Webcomics by Racheal and Heinze  (Photo credit: Rachel and Heinze)

We first met at the introduction weekend of our university course and we’ve been together ever since, it kinda was a real love at first sight situation. I work as a freelance illustrator (you can see my work at and Heinze teaches web development and data related courses at a university.

Heinze: We have both enjoyed playing video games from a young age and played some D&D and Munchkin when we just started dating but the real switch to board game came after our apartment flooded and we couldn’t live there for two months while it had to dry out. We were living at my mother-in-law’s place during that time and Rachel saw Agricola at a local store and that was our first serious board game that started all of this!

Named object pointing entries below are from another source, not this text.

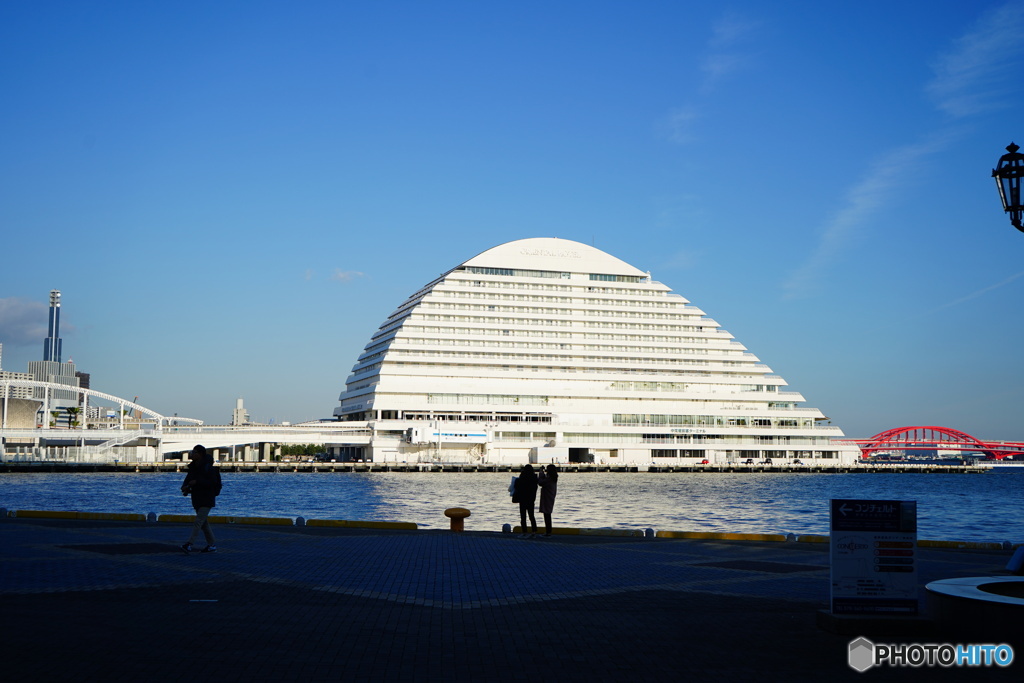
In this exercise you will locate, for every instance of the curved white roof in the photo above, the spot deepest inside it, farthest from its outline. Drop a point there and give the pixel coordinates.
(553, 254)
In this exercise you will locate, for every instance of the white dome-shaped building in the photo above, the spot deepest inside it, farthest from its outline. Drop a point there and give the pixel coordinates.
(548, 349)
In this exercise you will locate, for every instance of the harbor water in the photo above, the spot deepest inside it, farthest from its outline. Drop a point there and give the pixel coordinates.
(951, 507)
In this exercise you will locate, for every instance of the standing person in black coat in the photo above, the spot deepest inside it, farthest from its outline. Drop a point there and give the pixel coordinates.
(203, 482)
(525, 495)
(549, 488)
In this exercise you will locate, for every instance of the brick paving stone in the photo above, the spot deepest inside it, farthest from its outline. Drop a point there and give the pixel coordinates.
(93, 601)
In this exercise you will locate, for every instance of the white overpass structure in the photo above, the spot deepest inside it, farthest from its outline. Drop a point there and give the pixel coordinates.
(147, 435)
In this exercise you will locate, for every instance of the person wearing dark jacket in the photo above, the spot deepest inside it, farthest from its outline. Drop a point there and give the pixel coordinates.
(548, 481)
(525, 495)
(203, 483)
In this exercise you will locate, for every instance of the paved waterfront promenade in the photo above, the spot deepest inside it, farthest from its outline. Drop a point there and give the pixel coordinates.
(117, 601)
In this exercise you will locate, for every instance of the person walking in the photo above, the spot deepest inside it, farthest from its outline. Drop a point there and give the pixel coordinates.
(548, 481)
(525, 496)
(203, 483)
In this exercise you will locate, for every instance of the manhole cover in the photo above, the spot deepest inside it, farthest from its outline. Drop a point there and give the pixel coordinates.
(126, 548)
(761, 565)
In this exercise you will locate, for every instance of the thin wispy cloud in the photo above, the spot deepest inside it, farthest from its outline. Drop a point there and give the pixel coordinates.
(986, 58)
(975, 295)
(862, 201)
(723, 57)
(681, 124)
(340, 275)
(23, 322)
(984, 62)
(725, 47)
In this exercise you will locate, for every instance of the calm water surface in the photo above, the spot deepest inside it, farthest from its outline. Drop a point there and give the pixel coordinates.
(954, 507)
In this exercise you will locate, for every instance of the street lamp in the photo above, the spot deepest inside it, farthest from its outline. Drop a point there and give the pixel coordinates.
(1008, 178)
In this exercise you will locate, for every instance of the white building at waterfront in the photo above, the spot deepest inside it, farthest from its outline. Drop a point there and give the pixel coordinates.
(547, 349)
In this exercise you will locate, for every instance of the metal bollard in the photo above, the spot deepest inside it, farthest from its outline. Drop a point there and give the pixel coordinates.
(457, 515)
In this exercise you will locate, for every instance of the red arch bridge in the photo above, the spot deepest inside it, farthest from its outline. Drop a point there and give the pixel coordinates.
(910, 439)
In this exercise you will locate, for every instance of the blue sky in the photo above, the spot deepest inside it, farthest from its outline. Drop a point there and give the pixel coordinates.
(231, 197)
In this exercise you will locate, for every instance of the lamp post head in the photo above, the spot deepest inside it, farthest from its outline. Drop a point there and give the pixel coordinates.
(1008, 179)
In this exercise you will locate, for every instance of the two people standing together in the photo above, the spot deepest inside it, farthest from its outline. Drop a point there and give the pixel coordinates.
(524, 493)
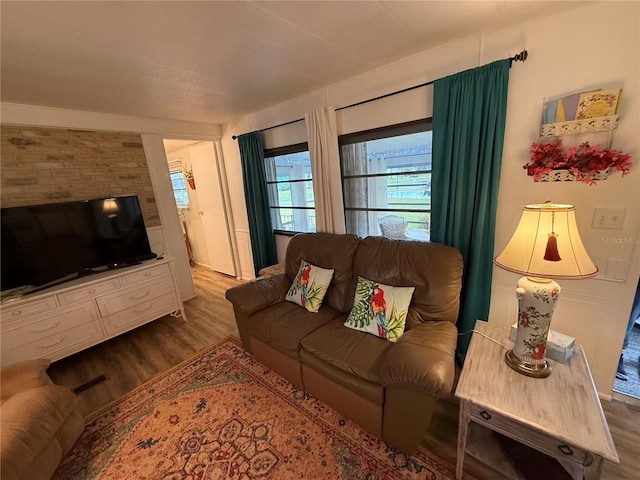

Agricola is designed by Uwe Rosenberg and available for play at NIBCARD Games Cafe   ( Photo credit: Hip2Save)

How would you describe the Tabletop Games Industry in terms of growth, realities and challenges

Heinze: I think it’s super interesting the industry exists on several levels at the same time. There are a number of big players, like Asmodee, Ravensburger, and Hasbro, and several publishers of party games that make very popular and mainstream games that a lot of the community isn’t really talking about. At the same time, you have hobby board games which you’ll see a lot more people who would consider themselves “board gamers” talk about while selling a lot less.

On the media front, you have a ton of people writing, podcasting, and making videos about games with more and more of those creators trying to turn their output into a part-time or even full-time job, which is wonderful. We have a pretty quiet niche, as we are the only webcomic that only focuses on board games, which helps us do things on our own terms. I imagine it’s a different story for people making video content since they have to keep adapting to stand out in the crowd.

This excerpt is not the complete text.